Toyota, manufacturers of the popular Yaris, Prius and Verso, plans to install mind-reading technology in its vehicles by 2010, so that the key mental states of the driver such as drowsiness, anger or distraction, can be detected and acted upon.


Drawing on work at CambridgeUniversity‘s Computer Laboratory, the technology identifies 24 feature points on the face and tracks them in real-time. Movement, shape and skin colour are then analysed to identify gestures like a smile, frown or a raised eyebrow. Taken cumulatively, the mental condition of the driver will then be able to be predicted.


Dr Rana el Kaliouby of project partner MIT’s Media Laboratory, said: ‘My specific work with Cambridge was to develop face spatial analysis that analyses in real-time to associate different facial combinations and configurations to establish relevant underlying states.’


The key mental states the manufacturer is concerned with are drowsiness, as well as cognitive distraction, which can come in four forms – through being lost, if a road is monotonous, auditory distractions such as mobile phone use, and visually when the driver turns to talk to a passenger.


Critically, the vehicle’s response to the various mental states is still being considered, but the theory remains that the car will interpret these non-verbal clues and tailor its response accordingly. It is important for the driver, said Kaliouby, that the response is suggestive rather than instructive.
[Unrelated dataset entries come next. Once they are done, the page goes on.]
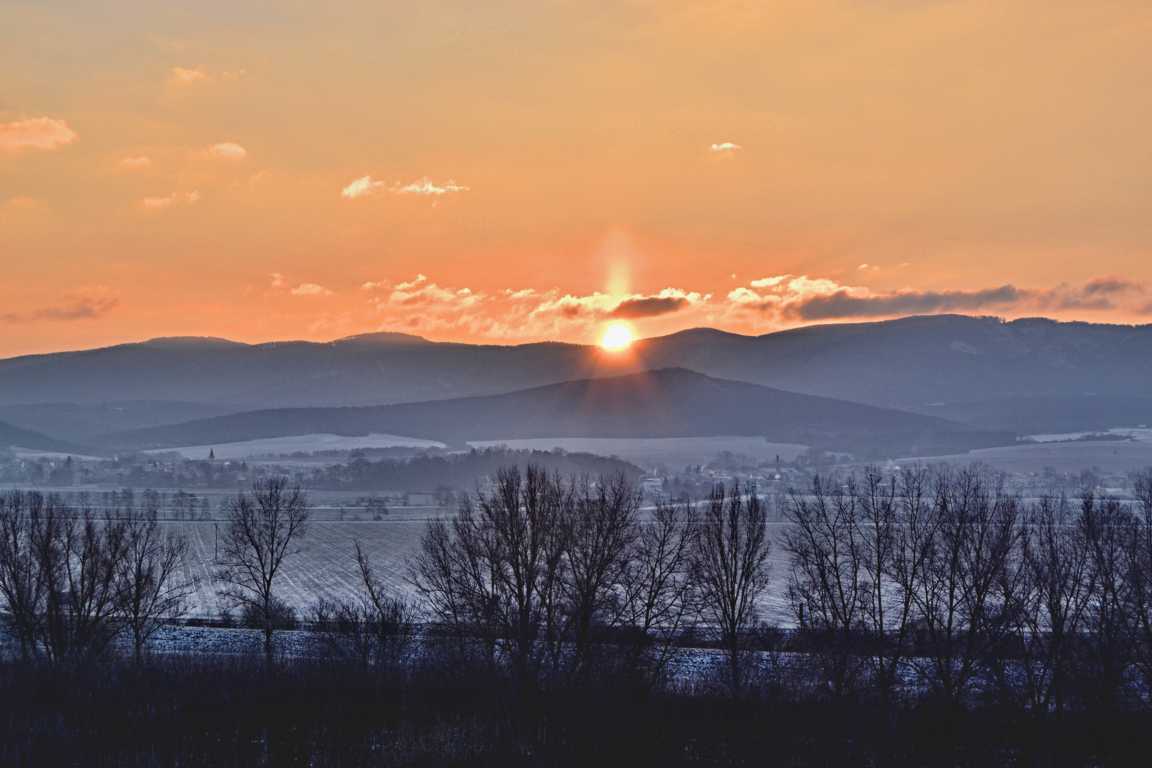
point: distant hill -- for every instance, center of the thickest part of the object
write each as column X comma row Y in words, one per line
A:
column 666, row 403
column 1051, row 413
column 81, row 421
column 921, row 364
column 12, row 436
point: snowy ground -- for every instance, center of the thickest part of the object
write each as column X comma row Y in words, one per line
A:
column 297, row 443
column 650, row 451
column 323, row 564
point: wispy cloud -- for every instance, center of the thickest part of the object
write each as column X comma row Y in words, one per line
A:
column 191, row 76
column 310, row 289
column 227, row 151
column 136, row 162
column 36, row 134
column 599, row 305
column 426, row 187
column 187, row 76
column 84, row 306
column 164, row 202
column 788, row 298
column 725, row 147
column 361, row 187
column 847, row 304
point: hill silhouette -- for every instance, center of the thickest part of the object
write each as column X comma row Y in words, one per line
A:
column 666, row 403
column 977, row 370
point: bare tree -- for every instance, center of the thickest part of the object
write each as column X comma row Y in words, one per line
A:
column 152, row 585
column 964, row 601
column 1141, row 573
column 1108, row 529
column 258, row 537
column 659, row 599
column 896, row 527
column 22, row 585
column 599, row 534
column 1054, row 600
column 80, row 557
column 374, row 629
column 827, row 584
column 730, row 568
column 495, row 570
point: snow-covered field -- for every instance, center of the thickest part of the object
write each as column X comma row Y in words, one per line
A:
column 648, row 451
column 1131, row 450
column 321, row 565
column 298, row 443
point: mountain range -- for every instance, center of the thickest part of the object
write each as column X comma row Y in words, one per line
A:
column 1023, row 375
column 665, row 403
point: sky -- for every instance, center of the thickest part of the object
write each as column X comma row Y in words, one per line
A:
column 517, row 170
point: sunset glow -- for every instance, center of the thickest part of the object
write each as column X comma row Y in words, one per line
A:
column 616, row 336
column 531, row 170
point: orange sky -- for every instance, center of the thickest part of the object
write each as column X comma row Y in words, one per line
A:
column 525, row 169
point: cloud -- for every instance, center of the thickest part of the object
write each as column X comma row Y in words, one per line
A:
column 422, row 291
column 188, row 76
column 598, row 305
column 1098, row 294
column 361, row 187
column 786, row 298
column 725, row 147
column 666, row 302
column 227, row 151
column 425, row 187
column 310, row 289
column 844, row 304
column 75, row 308
column 163, row 202
column 36, row 134
column 136, row 162
column 194, row 76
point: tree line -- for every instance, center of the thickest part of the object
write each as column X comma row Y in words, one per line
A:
column 925, row 582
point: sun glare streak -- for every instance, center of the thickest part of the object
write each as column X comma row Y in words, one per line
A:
column 616, row 336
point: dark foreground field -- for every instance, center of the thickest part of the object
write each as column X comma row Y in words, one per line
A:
column 202, row 712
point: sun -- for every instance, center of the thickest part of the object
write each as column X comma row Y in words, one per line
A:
column 616, row 336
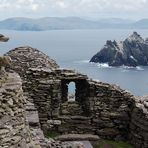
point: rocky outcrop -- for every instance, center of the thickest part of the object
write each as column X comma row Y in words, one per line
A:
column 97, row 108
column 133, row 51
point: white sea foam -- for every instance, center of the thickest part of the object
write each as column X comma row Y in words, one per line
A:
column 103, row 65
column 82, row 61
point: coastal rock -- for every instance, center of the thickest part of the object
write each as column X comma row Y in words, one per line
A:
column 133, row 51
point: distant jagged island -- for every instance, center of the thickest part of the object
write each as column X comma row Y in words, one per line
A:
column 133, row 51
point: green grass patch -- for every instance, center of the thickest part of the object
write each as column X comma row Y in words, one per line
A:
column 52, row 134
column 112, row 144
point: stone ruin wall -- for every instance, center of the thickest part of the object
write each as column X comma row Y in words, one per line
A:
column 100, row 108
column 112, row 113
column 14, row 131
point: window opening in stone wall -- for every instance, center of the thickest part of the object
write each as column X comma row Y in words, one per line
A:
column 71, row 91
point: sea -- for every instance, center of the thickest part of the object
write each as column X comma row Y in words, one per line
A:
column 73, row 49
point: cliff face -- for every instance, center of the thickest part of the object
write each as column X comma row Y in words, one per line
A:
column 133, row 51
column 99, row 108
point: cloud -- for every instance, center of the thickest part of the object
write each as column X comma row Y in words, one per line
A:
column 83, row 8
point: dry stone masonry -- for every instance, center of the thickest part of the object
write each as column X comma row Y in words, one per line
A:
column 96, row 108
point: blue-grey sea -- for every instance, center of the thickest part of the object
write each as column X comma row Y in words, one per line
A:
column 74, row 48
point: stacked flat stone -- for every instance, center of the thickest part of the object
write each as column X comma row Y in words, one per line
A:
column 99, row 108
column 14, row 131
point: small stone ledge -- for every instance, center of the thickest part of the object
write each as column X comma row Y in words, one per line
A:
column 77, row 137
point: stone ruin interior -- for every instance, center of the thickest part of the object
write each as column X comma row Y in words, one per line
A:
column 45, row 104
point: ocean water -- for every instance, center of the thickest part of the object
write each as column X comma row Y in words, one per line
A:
column 73, row 49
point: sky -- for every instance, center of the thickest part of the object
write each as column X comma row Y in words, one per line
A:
column 92, row 9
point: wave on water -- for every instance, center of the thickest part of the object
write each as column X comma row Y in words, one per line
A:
column 103, row 65
column 82, row 61
column 106, row 65
column 139, row 68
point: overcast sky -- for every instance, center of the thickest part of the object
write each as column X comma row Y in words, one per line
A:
column 133, row 9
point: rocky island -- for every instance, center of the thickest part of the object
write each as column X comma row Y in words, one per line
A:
column 34, row 103
column 133, row 51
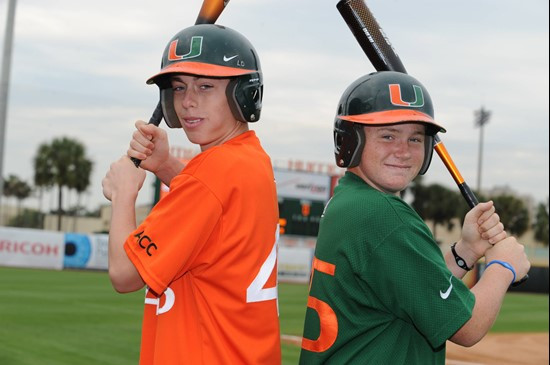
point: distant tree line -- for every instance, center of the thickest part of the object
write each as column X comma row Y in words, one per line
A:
column 63, row 164
column 443, row 206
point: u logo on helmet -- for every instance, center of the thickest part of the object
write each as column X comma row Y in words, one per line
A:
column 397, row 99
column 195, row 50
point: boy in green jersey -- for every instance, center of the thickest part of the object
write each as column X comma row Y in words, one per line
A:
column 381, row 290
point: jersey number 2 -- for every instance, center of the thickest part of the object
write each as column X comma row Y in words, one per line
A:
column 256, row 291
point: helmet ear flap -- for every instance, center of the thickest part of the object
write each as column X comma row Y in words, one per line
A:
column 167, row 102
column 245, row 94
column 168, row 111
column 349, row 140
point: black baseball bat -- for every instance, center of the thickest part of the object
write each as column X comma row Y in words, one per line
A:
column 208, row 14
column 382, row 55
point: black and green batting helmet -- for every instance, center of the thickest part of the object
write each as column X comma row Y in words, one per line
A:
column 213, row 51
column 381, row 98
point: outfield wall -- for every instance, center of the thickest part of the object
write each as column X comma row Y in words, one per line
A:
column 33, row 248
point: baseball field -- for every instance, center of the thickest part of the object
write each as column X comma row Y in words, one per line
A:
column 75, row 317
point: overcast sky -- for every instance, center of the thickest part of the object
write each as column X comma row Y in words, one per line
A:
column 79, row 70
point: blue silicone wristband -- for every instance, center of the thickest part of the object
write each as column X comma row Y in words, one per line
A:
column 506, row 265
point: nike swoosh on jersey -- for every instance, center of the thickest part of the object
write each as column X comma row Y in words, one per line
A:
column 227, row 59
column 445, row 295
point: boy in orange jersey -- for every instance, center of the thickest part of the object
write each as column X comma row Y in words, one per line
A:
column 207, row 252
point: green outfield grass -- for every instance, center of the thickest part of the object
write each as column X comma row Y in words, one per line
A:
column 75, row 317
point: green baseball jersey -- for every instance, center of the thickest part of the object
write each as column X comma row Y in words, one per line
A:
column 380, row 290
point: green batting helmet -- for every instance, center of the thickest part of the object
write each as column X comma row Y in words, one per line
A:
column 213, row 51
column 381, row 98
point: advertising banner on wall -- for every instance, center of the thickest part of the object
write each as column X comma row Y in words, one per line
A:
column 295, row 264
column 302, row 185
column 22, row 247
column 84, row 251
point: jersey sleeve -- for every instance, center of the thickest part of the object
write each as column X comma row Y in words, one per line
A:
column 417, row 286
column 163, row 247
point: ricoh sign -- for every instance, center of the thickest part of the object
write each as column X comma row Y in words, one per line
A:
column 31, row 248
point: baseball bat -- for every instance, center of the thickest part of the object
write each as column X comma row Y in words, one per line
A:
column 382, row 55
column 208, row 14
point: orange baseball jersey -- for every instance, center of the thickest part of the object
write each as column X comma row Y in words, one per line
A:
column 208, row 254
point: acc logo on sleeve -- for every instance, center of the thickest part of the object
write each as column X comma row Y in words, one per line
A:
column 146, row 243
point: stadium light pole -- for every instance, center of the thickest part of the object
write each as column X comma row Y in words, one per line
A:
column 482, row 117
column 4, row 87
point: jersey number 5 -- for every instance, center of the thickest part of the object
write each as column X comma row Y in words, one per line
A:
column 328, row 326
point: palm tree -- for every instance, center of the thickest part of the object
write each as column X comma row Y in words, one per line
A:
column 436, row 203
column 62, row 163
column 80, row 181
column 541, row 223
column 19, row 189
column 43, row 175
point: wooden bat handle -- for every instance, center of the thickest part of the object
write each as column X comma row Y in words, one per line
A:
column 370, row 35
column 155, row 119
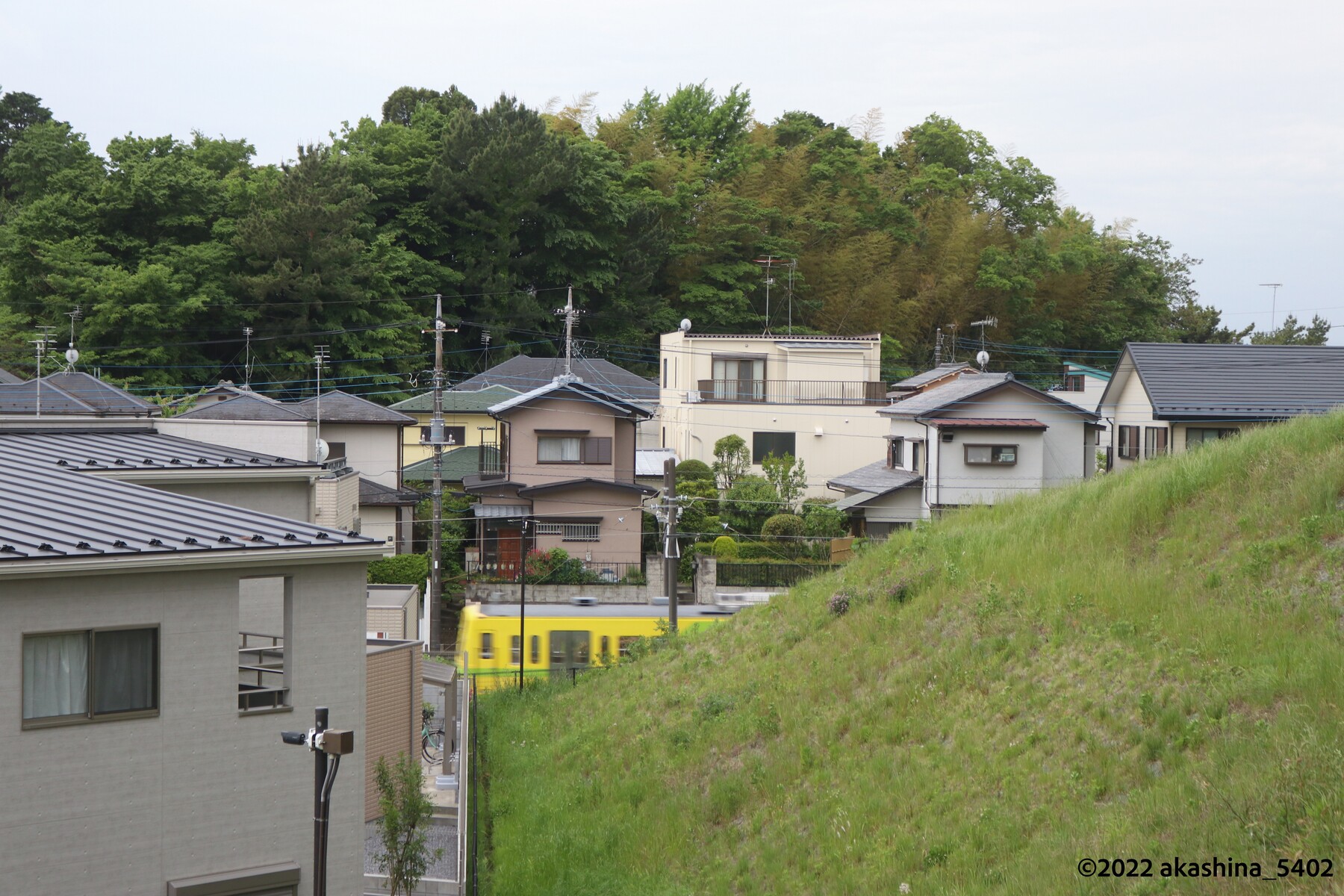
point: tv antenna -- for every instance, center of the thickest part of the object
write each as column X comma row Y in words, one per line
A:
column 983, row 356
column 1273, row 304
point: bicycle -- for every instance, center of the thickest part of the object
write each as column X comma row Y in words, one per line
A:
column 432, row 739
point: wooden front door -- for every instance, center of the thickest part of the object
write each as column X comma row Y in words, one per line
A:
column 508, row 553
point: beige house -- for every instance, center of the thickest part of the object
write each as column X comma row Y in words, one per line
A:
column 467, row 421
column 811, row 396
column 140, row 731
column 1171, row 396
column 965, row 440
column 564, row 467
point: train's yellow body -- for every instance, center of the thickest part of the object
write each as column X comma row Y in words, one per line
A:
column 558, row 637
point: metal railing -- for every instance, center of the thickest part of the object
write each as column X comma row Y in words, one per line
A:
column 793, row 391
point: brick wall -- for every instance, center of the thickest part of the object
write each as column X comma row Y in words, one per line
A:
column 393, row 721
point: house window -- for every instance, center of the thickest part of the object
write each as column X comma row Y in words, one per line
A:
column 90, row 675
column 739, row 379
column 897, row 453
column 996, row 454
column 1196, row 437
column 1128, row 437
column 453, row 435
column 573, row 449
column 1155, row 441
column 777, row 444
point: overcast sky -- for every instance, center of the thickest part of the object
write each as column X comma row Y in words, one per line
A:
column 1218, row 127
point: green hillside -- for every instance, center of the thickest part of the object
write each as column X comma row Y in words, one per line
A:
column 1148, row 665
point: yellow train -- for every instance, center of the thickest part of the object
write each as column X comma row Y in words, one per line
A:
column 559, row 637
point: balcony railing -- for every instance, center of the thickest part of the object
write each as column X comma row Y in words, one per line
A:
column 793, row 391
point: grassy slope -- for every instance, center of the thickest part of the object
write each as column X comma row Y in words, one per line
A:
column 1142, row 665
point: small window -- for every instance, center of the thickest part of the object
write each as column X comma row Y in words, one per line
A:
column 777, row 444
column 897, row 453
column 93, row 675
column 996, row 454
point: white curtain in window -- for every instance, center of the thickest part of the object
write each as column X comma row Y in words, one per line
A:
column 558, row 449
column 124, row 669
column 55, row 675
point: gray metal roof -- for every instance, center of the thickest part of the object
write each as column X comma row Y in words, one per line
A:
column 524, row 374
column 73, row 393
column 457, row 401
column 875, row 477
column 1238, row 382
column 336, row 408
column 99, row 449
column 52, row 514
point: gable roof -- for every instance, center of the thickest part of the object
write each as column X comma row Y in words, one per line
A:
column 524, row 374
column 336, row 408
column 1236, row 382
column 574, row 388
column 964, row 391
column 457, row 401
column 73, row 393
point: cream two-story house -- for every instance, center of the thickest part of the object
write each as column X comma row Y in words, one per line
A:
column 811, row 396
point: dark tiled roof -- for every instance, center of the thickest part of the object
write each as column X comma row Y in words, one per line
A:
column 457, row 401
column 52, row 514
column 877, row 479
column 1245, row 382
column 524, row 374
column 97, row 449
column 73, row 394
column 336, row 408
column 376, row 494
column 457, row 464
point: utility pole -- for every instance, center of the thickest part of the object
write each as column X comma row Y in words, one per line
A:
column 671, row 551
column 436, row 437
column 320, row 358
column 42, row 344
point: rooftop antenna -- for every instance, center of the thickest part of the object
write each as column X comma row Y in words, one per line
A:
column 320, row 356
column 983, row 356
column 42, row 344
column 1273, row 304
column 570, row 316
column 248, row 334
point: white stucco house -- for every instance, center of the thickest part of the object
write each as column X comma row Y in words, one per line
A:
column 965, row 440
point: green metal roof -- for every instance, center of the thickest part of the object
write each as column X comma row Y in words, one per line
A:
column 457, row 402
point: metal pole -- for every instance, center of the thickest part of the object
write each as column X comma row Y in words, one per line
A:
column 319, row 815
column 522, row 610
column 670, row 553
column 436, row 435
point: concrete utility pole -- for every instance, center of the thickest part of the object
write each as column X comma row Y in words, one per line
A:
column 671, row 551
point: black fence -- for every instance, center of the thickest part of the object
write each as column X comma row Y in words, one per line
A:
column 768, row 575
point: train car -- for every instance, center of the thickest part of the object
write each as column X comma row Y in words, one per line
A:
column 559, row 637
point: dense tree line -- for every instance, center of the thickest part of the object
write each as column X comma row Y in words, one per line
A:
column 171, row 247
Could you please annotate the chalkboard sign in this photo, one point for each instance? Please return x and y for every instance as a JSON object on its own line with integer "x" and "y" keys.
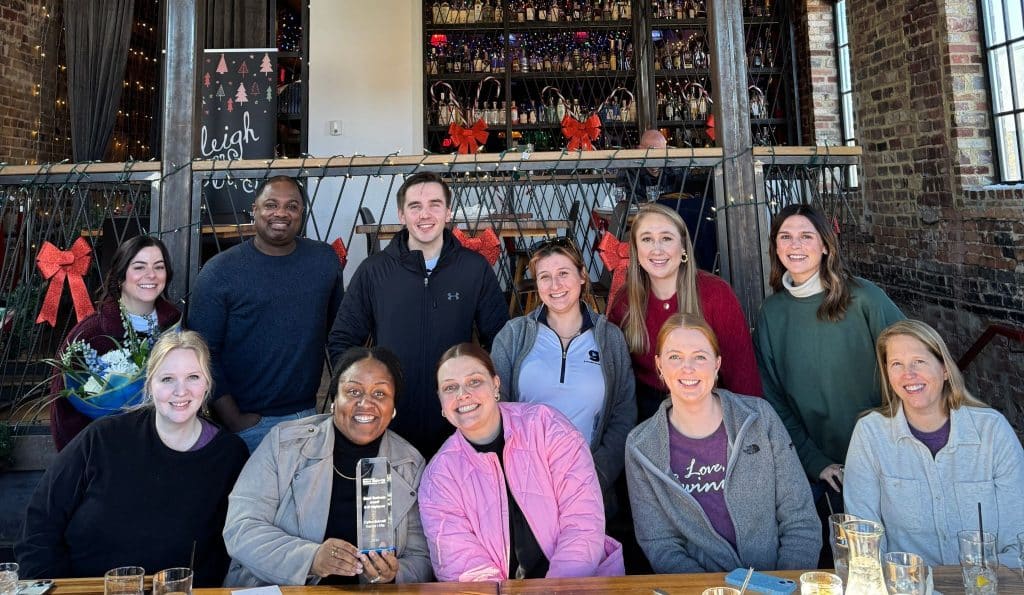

Realistic traffic behaviour


According to Kaliouby, Cambridge is due to start the second phase of testing at the Transport Research Laboratory (TRL) in Berkshire, which will last six months and be sponsored by Toyota, which she said had been impresssed by initial tests. This study will use a simulator to analyse more realistic traffic behaviour rather than using image libraries to train the computer. Following this, a long-term research project with the car maker is planned, where the team hopes to explore a combination of facial recognition technology with physiology sensors, such as skin sensors and heart rate monitors to gain a greater understanding of driver emotion.


Previous programs have detected six basic emotional states – happiness, sadness, anger, fear, surprise and disgust. But the one developed at Cambridge recognises complex states that, although appearing more frequently, are harder to detect as they are conveyed in a sequence of movements rather than a single expression. Most other systems assume a direct mapping between facial expressions and emotion, whereas Cambridge‘s interprets the facial and head gestures in the context of the person’s most recent mental state. This means that the same facial expression may imply different mental states according to the context.

The technology has also interested global oil and gas company Schlumberger, which has approached MIT with an interest in incorporating it into their vehicle fleet. And it isn’t just in transport where the technology is relevant. MIT has been working closely with an autism day centre in Rhode Island to see if the technique can improve human-to-human interaction.